Despite being a very sensitive and early marker of kidney injury, NGAL's specificity is questionable, as it originates from multiple tissues as well as from neutrophils and therefore may increase during inflammation and other disease processes accompanied by recruitment of neutrophil.
Urinary cystatin B, urinary clusterin and heat shock proteins, are some of the more promising biomarkers currently under investigation and show encouraging results (Bruchim et al., 2017; Chen et al., 2019; Hezzell et al., 2020; Kavkovsky et al., 2020; Yerramilli et al., 2016).
One of the main concerns of biomarker research is the specificity of the investigated biomarkers to the kidney. This concern is increasing when there is concurrent damage to other body organs, which is very common in the AKI setting. The currently used biomarkers are present in multiple body organs and thus might originate from these organs when injured, decreasing their specificity to the kidney. Measuring these biomarkers in the urine increases, at least to some extent, their specificity to the urinary system, as high molecular weight biomarkers are restricted from urinary space by the glomerular barrier. Yet, some of the investigated biomarkers are small enough to cross the glomerular barrier, and in some cases of AKI or CKD, glomerular integrity is hampered, allowing translocation of high molecular weight solute to the urinary space. Kidney specific assays (i.e., assays that detect only the kidney isoform) might overcome this limitation.

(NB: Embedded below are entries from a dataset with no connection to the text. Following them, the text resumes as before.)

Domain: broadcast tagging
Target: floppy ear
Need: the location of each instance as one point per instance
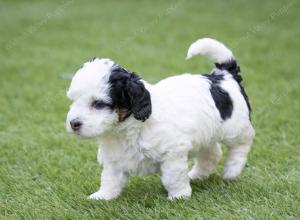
(140, 99)
(129, 95)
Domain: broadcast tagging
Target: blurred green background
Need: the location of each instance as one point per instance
(47, 173)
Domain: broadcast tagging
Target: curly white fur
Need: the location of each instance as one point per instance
(184, 123)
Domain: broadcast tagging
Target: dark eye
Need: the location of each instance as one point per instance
(98, 104)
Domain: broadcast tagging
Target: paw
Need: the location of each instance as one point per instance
(100, 195)
(231, 172)
(183, 194)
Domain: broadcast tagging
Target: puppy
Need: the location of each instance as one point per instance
(144, 128)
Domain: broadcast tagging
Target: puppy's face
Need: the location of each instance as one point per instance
(104, 95)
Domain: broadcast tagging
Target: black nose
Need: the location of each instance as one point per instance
(75, 124)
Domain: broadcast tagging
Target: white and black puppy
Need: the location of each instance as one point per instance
(144, 128)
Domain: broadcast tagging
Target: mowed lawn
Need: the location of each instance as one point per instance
(46, 173)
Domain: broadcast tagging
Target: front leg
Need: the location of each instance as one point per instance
(175, 177)
(112, 182)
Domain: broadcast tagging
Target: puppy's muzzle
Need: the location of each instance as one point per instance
(75, 124)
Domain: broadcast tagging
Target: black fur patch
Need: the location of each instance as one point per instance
(221, 98)
(234, 69)
(129, 93)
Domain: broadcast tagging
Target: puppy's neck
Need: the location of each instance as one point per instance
(127, 131)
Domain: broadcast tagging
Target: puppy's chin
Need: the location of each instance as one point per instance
(82, 135)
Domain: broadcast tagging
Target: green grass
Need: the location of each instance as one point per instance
(47, 173)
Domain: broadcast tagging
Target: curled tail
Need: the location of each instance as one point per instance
(216, 52)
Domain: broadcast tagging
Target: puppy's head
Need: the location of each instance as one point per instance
(104, 94)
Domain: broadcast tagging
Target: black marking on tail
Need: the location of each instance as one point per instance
(221, 98)
(234, 69)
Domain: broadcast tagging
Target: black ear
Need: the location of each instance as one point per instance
(129, 95)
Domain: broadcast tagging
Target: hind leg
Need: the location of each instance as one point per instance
(206, 162)
(237, 156)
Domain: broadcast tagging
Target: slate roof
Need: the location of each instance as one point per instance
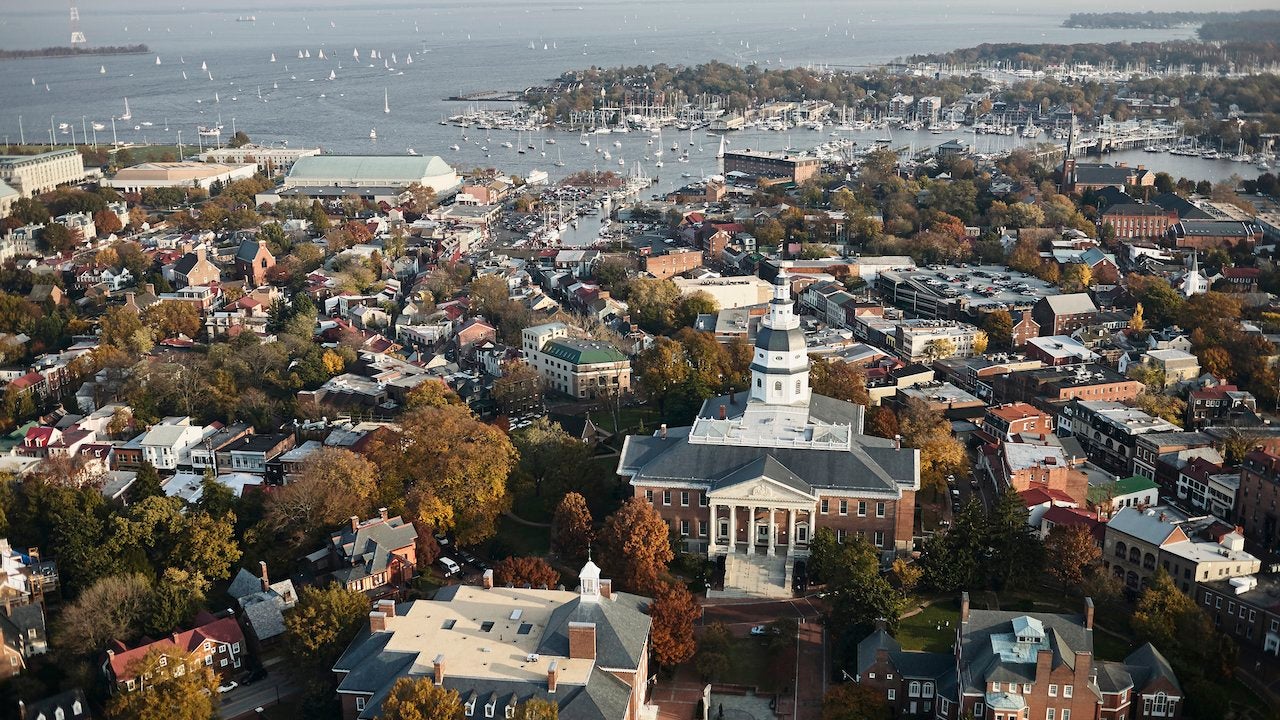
(621, 629)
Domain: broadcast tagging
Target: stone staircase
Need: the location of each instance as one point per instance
(755, 575)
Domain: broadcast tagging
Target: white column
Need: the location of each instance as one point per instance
(773, 515)
(791, 531)
(732, 528)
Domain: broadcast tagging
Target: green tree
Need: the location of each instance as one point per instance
(321, 624)
(420, 698)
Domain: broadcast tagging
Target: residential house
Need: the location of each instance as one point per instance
(1138, 542)
(1064, 314)
(195, 269)
(1246, 609)
(375, 556)
(215, 643)
(254, 261)
(1011, 665)
(585, 651)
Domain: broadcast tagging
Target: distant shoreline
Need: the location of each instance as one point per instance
(65, 51)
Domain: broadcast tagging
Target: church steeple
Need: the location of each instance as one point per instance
(780, 368)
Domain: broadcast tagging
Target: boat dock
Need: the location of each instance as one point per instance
(489, 96)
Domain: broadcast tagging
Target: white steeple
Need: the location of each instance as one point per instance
(780, 368)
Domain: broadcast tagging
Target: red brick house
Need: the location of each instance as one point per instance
(375, 556)
(1010, 665)
(215, 643)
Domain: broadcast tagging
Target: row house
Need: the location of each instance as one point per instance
(1139, 542)
(1109, 432)
(1018, 666)
(215, 643)
(1246, 609)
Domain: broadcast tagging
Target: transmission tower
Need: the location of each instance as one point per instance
(77, 36)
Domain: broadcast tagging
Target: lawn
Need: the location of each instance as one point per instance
(919, 630)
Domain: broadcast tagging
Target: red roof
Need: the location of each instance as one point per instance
(225, 630)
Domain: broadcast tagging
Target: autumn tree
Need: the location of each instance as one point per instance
(837, 379)
(673, 611)
(321, 624)
(941, 454)
(635, 545)
(853, 701)
(455, 469)
(551, 455)
(1070, 551)
(572, 528)
(332, 484)
(421, 698)
(112, 609)
(168, 695)
(520, 572)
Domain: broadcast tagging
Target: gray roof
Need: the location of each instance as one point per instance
(383, 168)
(621, 629)
(1064, 637)
(1070, 304)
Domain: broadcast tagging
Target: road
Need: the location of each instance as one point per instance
(245, 700)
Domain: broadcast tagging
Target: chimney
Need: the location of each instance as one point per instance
(387, 607)
(581, 641)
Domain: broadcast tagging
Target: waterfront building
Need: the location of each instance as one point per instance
(32, 174)
(758, 473)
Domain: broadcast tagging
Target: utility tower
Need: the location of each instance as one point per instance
(77, 35)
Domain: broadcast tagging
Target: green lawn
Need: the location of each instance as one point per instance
(919, 632)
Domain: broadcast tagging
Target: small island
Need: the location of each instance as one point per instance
(72, 51)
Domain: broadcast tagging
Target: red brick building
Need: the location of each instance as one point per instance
(1019, 666)
(758, 473)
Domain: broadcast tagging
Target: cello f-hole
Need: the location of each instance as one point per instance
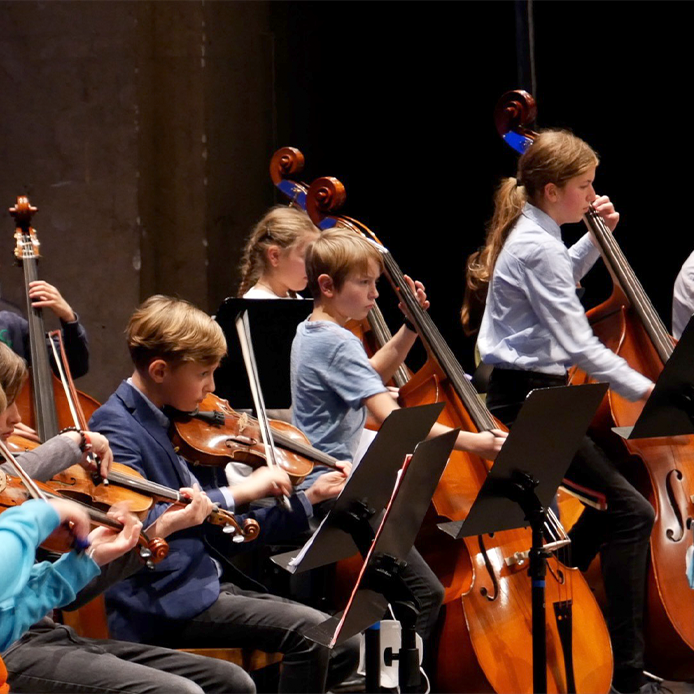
(484, 591)
(673, 485)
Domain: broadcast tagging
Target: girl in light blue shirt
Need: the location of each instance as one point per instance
(533, 329)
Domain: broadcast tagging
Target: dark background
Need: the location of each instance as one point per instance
(143, 132)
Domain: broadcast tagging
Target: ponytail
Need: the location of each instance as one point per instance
(509, 200)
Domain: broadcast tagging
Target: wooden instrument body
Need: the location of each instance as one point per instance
(485, 644)
(662, 469)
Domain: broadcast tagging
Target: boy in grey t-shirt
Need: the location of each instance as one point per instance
(334, 383)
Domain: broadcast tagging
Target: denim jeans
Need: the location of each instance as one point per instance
(620, 533)
(244, 618)
(52, 658)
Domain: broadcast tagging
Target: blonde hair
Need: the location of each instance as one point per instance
(338, 253)
(173, 330)
(556, 156)
(13, 375)
(282, 227)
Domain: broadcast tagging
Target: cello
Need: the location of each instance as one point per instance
(483, 645)
(41, 406)
(662, 469)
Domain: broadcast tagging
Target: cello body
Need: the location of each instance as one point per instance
(484, 644)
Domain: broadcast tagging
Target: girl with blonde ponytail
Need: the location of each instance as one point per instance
(272, 266)
(532, 329)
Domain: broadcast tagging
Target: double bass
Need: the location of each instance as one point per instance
(484, 642)
(662, 469)
(42, 403)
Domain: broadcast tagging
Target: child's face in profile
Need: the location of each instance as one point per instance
(291, 267)
(358, 294)
(8, 419)
(185, 385)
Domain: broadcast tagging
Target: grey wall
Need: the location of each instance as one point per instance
(142, 132)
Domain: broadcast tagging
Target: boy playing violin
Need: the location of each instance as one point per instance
(50, 657)
(185, 602)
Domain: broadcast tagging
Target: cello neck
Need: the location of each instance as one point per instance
(382, 333)
(42, 383)
(623, 275)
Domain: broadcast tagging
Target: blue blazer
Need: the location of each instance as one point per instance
(185, 583)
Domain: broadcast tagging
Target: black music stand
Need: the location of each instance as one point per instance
(669, 411)
(523, 481)
(380, 582)
(274, 324)
(366, 493)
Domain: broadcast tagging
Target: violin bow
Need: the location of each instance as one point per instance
(79, 544)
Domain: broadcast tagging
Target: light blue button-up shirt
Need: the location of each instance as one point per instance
(533, 320)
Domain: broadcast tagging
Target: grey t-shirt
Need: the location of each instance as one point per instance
(331, 376)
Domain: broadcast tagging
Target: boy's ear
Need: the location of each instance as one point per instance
(273, 255)
(327, 286)
(551, 192)
(157, 370)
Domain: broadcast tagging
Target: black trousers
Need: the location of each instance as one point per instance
(620, 534)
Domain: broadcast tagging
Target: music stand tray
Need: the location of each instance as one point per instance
(368, 489)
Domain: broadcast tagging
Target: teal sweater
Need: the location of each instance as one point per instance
(28, 590)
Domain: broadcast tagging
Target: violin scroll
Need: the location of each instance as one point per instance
(27, 241)
(513, 113)
(286, 162)
(157, 548)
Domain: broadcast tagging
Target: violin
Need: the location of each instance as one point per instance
(485, 636)
(41, 405)
(372, 331)
(16, 490)
(126, 484)
(215, 435)
(661, 469)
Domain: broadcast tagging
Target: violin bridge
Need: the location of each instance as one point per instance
(243, 422)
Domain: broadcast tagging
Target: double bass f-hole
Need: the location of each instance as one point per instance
(484, 591)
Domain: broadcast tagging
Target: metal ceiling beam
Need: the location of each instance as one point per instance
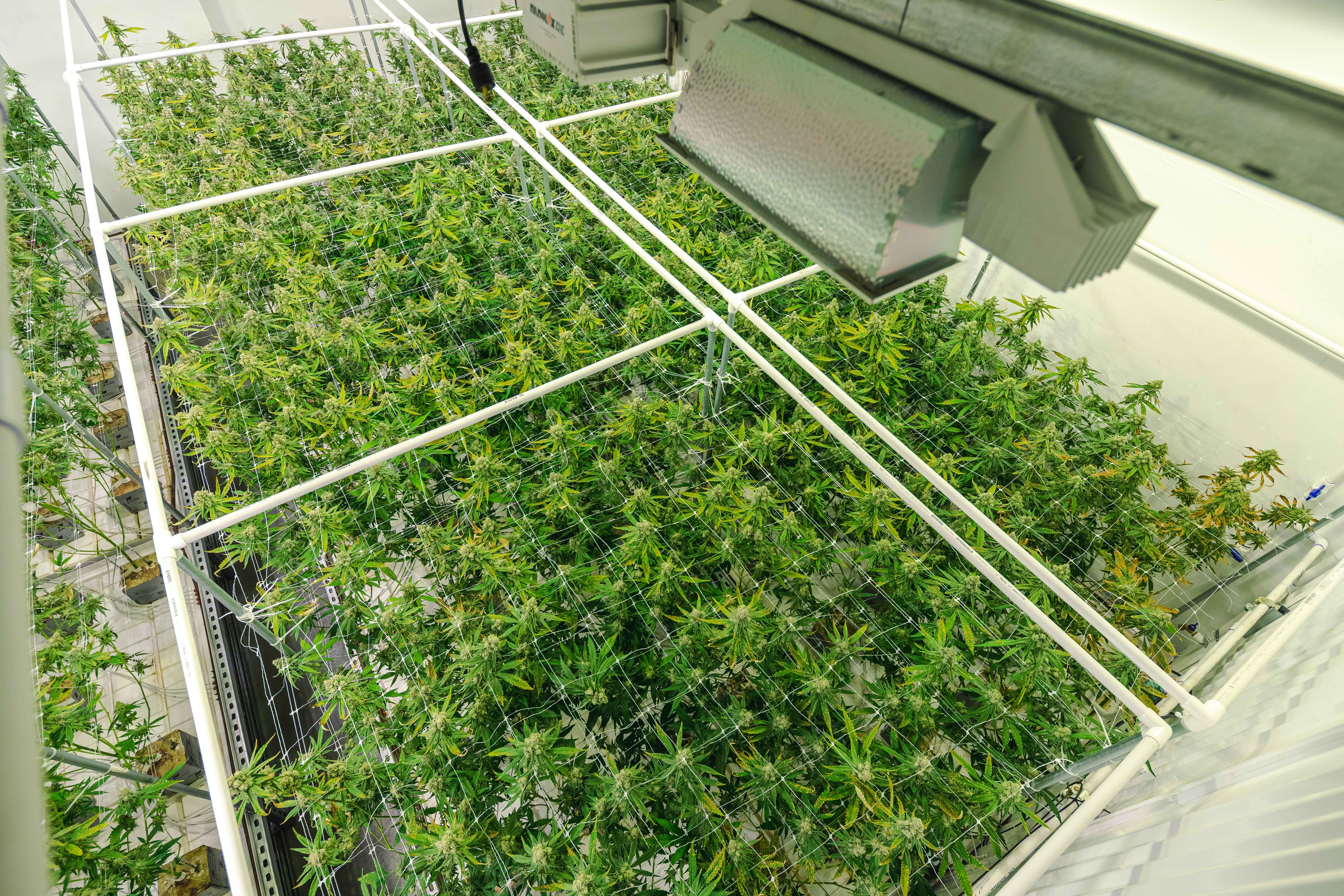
(1283, 134)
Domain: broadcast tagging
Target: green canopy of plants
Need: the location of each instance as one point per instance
(605, 643)
(101, 839)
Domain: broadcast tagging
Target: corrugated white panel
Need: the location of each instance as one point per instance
(1255, 805)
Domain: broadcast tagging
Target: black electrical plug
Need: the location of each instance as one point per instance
(483, 80)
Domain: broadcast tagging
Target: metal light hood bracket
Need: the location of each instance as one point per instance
(1050, 198)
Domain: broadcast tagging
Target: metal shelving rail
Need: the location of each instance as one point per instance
(170, 546)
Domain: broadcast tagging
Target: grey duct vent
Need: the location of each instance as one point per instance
(865, 174)
(600, 42)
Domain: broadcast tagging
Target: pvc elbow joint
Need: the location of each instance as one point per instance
(1202, 717)
(1160, 733)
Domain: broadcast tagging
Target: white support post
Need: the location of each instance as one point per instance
(709, 370)
(198, 694)
(1027, 846)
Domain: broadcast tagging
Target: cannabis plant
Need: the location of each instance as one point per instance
(103, 839)
(618, 640)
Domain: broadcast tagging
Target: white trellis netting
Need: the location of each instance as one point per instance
(170, 545)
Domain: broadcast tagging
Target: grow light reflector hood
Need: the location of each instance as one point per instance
(867, 175)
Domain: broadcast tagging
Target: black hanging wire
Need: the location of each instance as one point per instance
(483, 81)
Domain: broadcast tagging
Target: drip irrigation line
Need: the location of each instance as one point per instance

The development and availability of sensitive and specific kidney biomarkers in coming years will likely change some of the current approaches to diagnosis and therapy in veterinary nephrology. However, data regarding use of these agents in veterinary medicine is scarce at present and further research is warranted. Each of the biomarkers investigated so far has advantages and weaknesses and it is most likely that an array of biomarkers will be required to provide all the information required.